Чтение онлайн

на главную - закладки

Жанры

Шрифт:

– Кошмар, цирк какой-то. – Сестра не утерпела и засмеялась.

– Русский мужик – это тебе, Таня, не лекарь-аптекарь клизмы ставить. Русского мужика запросто не свалишь. Он ить, зараза, и в гробе ногой дрыгнет…

– Додрыгались… – многозначительно ухмыльнулся шашлычник.

– Ну всё, ложитесь, – ещё раз умоляюще попросила сестра и, сердобольно покачав головой, вышла из палаты.

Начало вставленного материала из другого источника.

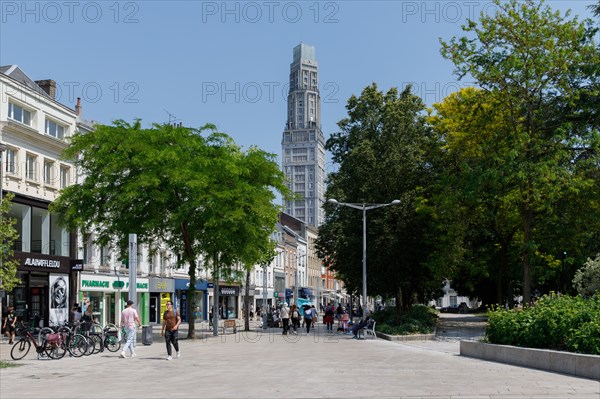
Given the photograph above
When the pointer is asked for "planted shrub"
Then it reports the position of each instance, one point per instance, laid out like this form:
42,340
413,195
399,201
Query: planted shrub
418,319
555,322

Когда дверь с тихим скрипом притворилась, Карнак – он, кажется, боялся замолчать, остаться один на один со своей бедой, – протараторил нам ещё несколько частушек, какие в народе зовут соромными, потому что не рассчитаны на нежные девичьи уши. Соромные я почти все призабыл, а вот про двух нерусей осела в памяти мстительным осадком, да простит Господь; но больно уж много в ней таилось кровавого смысла:

Едет Троцкий на козе,Свердлов на собаке,Троцкий
Свердлову сказал:
– Мы с тобой казаки.

Опять возмущённо заворочался в кровати, заскрипел пружинами наш шашлычник, и укушенные, посудачив шепотком, вернее, послушав ещё баюнка-охотника, потихоньку, под нудное, что капель из худого рукомойника, бурчание шашлычника наконец угомонились.

* * *

Снился мне цирк… Медведь в русской расшитой по вороту рубахе, зажав в лапах бутылку, хлещет сивуху прямо из горла, потом берёт гармонь и, отчаянно развалив меха, наяривает «комаринского». Публика ржёт, уливается, а лица – бледные пятна с чёрными провалами ртов. Подле медведя в ночном до пят плаще с красным подбоем, в чёрной ермолке суетится дрессировщик – на обличку не то врач Ребенок, не то наш шашлычник, чернявый и курчавый, носатый мужичок, не то злодей Свердлов либо Троцкий. Мельтешит дрессировщик перед медведем, то сахарком побалует, то бичом ожжёт; и вот вроде все терпение у медведя вышло, заревел тот обиженно, бросил гармонь, лягнул ногой бутылку и пошёл восвояси. Но чернявый, визжа не по-русски, выхватил кривую секиру и оттяпал медведю лапу…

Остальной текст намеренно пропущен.